Стычка вышла скоротечной. Снайпер с позывным Торгаш стрелял метко, уйти никто не смог, пулемётчик Домовой даже головы врагу не давал поднять, стрелки Шум и Номер помогали им обоим, гранатомётчик Карась, в свою очередь, не сделал ни одного выстрела. Незачем было тратить лишний боеприпас, чтобы добить и так обречённых солдат. В итоге остался в живых лишь один раненый в ногу и руку немец, пытавшийся уползти куда-то в сторону. Но от зорких глаз ему не спрятаться.
– Торгаш, развяжи ему язык, – сказал Ветер. – Остальные, прикрываем, Домовой, спрячься возле этих развалин, без приказа не стреляй. Военкор, снимай, сейчас будет зрелище – допрос.
Немца утащили за шиворот в ближайшее укрытие. Того трясло от страха и боли, но поделать он ничего не мог – личное оружие осталось на дороге, пистолета у него не было. Торгаш, судя по всему, поднаторел в допросе, немец под угрозами и сильными ударами раскололся быстро, ровно за двадцать четыре секунды. Я заметил на шевроне на плече немца один из мерзейших символов современности – пятиконечный знак, напоминающий свастику.
«…Наш враг припомнил свою историю и решил использовать им же придуманный обыкновенный фашизм в качестве основы своей версии идеологии Упадка…»

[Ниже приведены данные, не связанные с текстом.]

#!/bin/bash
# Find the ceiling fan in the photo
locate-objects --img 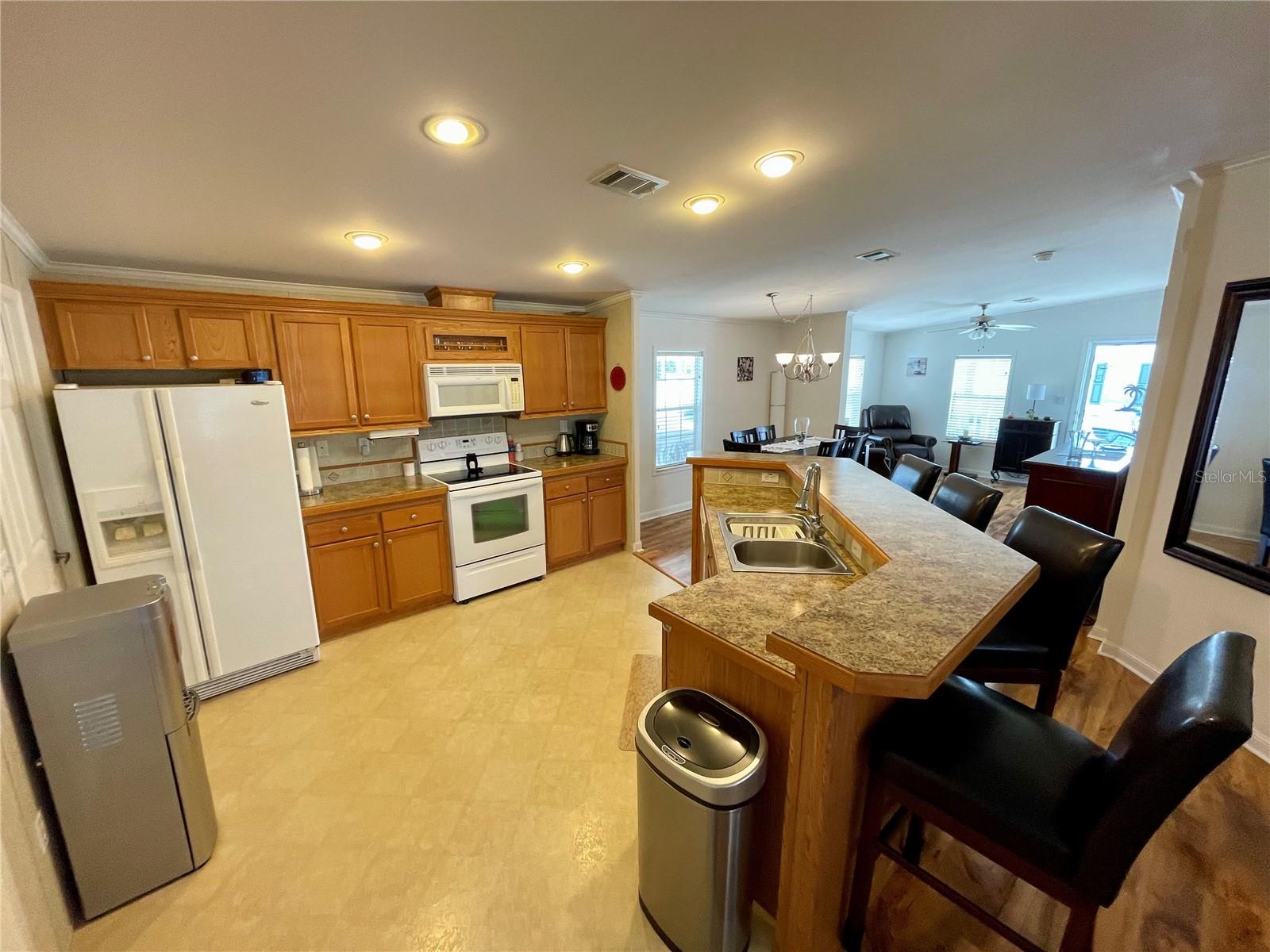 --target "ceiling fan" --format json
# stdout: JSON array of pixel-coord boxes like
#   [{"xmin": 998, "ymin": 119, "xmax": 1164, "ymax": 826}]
[{"xmin": 926, "ymin": 305, "xmax": 1037, "ymax": 340}]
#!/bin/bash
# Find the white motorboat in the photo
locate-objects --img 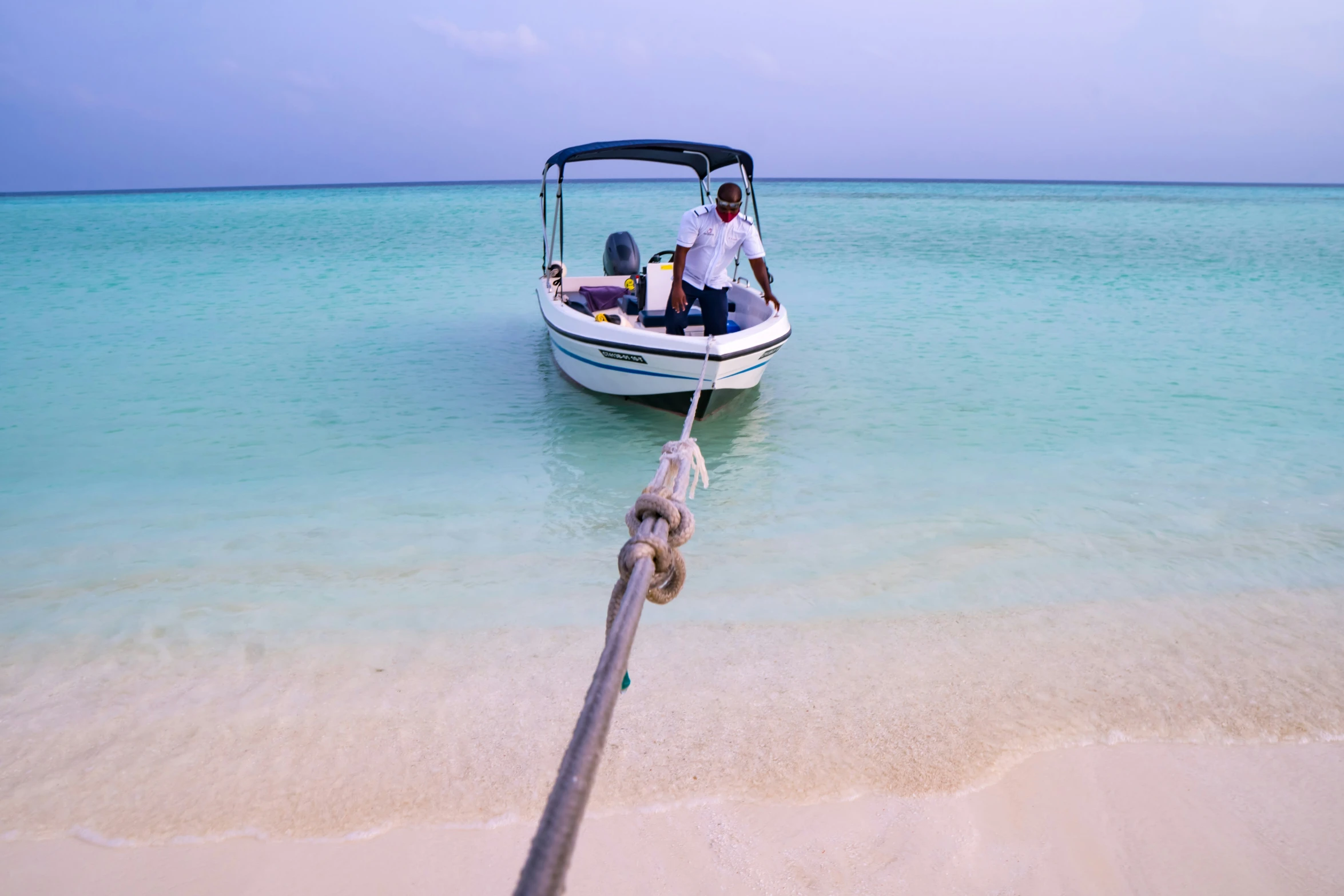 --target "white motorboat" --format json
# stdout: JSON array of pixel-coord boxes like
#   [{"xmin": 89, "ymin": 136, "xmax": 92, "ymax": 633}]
[{"xmin": 536, "ymin": 140, "xmax": 790, "ymax": 418}]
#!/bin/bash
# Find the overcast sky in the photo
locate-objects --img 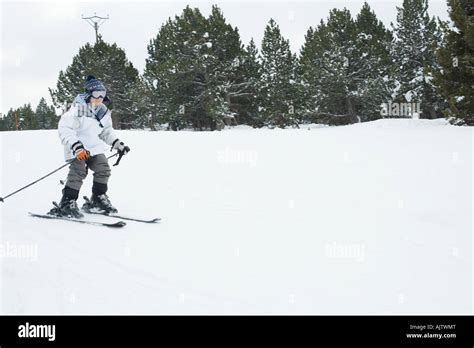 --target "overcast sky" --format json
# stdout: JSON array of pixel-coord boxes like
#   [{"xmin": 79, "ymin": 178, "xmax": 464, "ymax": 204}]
[{"xmin": 0, "ymin": 0, "xmax": 448, "ymax": 113}]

Против нас сейчас воевал 29-ый десантный батальон, имеющий репутацию жестоких и бескомпромиссных бойцов, стоящих насмерть. Они не считались с потерями, но при этом сильно замедляли темпы нашего продвижения. Конкретно этот немец оказался командиром отряда, который вместе с ещё двумя отделениями должен был выйти во фланг нашей наступающей группе и нанести неожиданный удар. Это было частью плана по возвращению полного контроля над городом и дальнейшему удару по нашим позициям в лесополосе. Командир оказался не способен держать язык за зубами и, видимо, рассказал всё и, быть может, даже больше, чем знал на самом деле. С другой стороны, трудно промолчать, когда тебя допрашивает жуткий бронированный солдат с голосом, словно вырванным из глотки дьявола.

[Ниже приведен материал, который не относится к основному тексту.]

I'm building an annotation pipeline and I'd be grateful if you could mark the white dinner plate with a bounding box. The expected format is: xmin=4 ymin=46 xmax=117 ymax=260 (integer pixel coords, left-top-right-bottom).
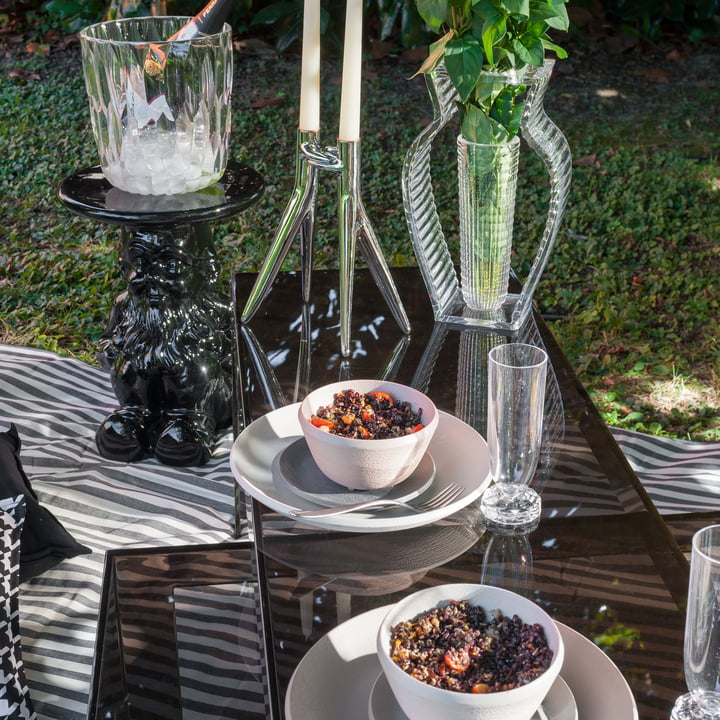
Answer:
xmin=285 ymin=605 xmax=638 ymax=720
xmin=230 ymin=403 xmax=490 ymax=532
xmin=273 ymin=438 xmax=435 ymax=507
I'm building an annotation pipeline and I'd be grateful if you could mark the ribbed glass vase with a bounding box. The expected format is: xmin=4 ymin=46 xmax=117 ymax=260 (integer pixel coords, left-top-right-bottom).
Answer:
xmin=402 ymin=60 xmax=572 ymax=332
xmin=457 ymin=135 xmax=520 ymax=310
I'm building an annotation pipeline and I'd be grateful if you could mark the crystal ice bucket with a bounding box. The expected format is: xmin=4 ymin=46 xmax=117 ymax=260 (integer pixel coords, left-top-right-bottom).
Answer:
xmin=80 ymin=17 xmax=233 ymax=195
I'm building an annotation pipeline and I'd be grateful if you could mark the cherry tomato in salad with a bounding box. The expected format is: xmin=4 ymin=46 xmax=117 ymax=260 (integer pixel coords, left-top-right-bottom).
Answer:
xmin=443 ymin=647 xmax=470 ymax=672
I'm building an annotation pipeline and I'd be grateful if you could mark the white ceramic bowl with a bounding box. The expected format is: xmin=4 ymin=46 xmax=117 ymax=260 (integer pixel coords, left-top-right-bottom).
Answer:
xmin=377 ymin=584 xmax=565 ymax=720
xmin=298 ymin=380 xmax=438 ymax=490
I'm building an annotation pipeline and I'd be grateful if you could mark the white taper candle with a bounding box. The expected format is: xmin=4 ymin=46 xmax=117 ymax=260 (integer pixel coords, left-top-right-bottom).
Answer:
xmin=338 ymin=0 xmax=363 ymax=142
xmin=299 ymin=0 xmax=320 ymax=132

– Всё ясно, кончай его. Нет у нас времени его в тыл тащить, – сказал Ветер, выслушав перевод. – Военкор, снимаешь?
– Снимаю, – кратко ответил я.
В училище нам говорили избегать шокирующих моментов, но сам процесс допроса всё же представлял ценность. Уходить было уже поздно, пришлось лицезреть устранение «языка». Торгаш не стал доставать пистолет, а выстрелил в упор из снайперской винтовки прямо немцу в голову. Картина сложилась пренеприятная, но смерть эта была быстрой. Я успел заметить, как Торгаш на мгновение прикоснулся к ножу, хотел, видимо, расправиться с командиром более изощрённо, по-свойски, но не стал терять времени. Да и вряд ли немец заслуживал медленную смерть, он рассказал всё быстро и в подробностях. А ещё логика обстоятельств подсказывала, что пора бы уже выдвигаться.